Me duele todo y no se decir donde me duele. No se que me duele más, el dolor en si o no saber donde esta. Abro los ojos, por enésima vez esta noche, el techo sigue siendo el mismo aunque hace días que no lo siento como mío. Miró la hora del móvil, no es hora de levantarse pero ya vale, seguro que a Mala no le importara pasear ahora. Es un nervio pero ese nervio es todo amor.

Me pongo esto y aquello, todo cómodo, y nos vamos para la calle.  Alguna chuche para Mala y su babeada pelota. Tras un millón de tirones llegamos al parque. Mala solo quiere correr sin control. Todo el parque es un recuerdo. Aquel banco, los cinco chopos, el otro banco... que se yo.  Pienso que puede aparecer en cualquier momento. Pero no. No le dejarán, no podra, no se acordará de mi, no es hora.

El mundo no cambia. Mala no cambia. Corre sin control, este él o no.
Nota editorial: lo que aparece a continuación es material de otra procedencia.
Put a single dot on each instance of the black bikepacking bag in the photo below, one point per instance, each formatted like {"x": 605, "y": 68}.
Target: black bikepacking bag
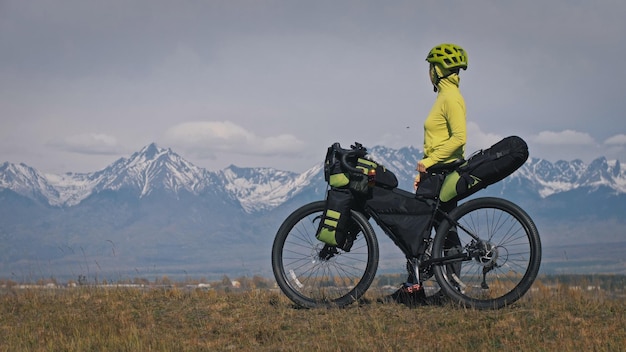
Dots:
{"x": 484, "y": 168}
{"x": 408, "y": 218}
{"x": 333, "y": 228}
Corre sin control, ¿me duela todo o me duela el alma? Corre  sin control haya otros perros o no. Para Mala no existe el espacio-tiempo. 

He visto la sombra de alguien que se acerca. ¿Será él? No, por supuesto. Él esta en otro planeta. Convertir todo lo que te rodea en un recuerdo también duele. Y esta vez el dolor sí esta localizado. 

No ver y no tocar nos hace creer que el olvido va paliando el dolor, pero no es así. Todo lo que se ha sembrado en lo profundo de tu alma estará ahí para siempre. Solo necesitamos un pequeña chispa para que todo salte por los aires. 

El hoy nunca es como el ayer. El espacio-tiempo ha cambiado. Estoy donde ya estuve pero el espacio no lo ocupan los mismos cuerpos. Mala esta, corriendo salvajemente pero el no está abrazándome.


Miro hacia arriba, hay luna llena. Me gustaría eternizar este instante. Este momento me sabe a él, este instante es él.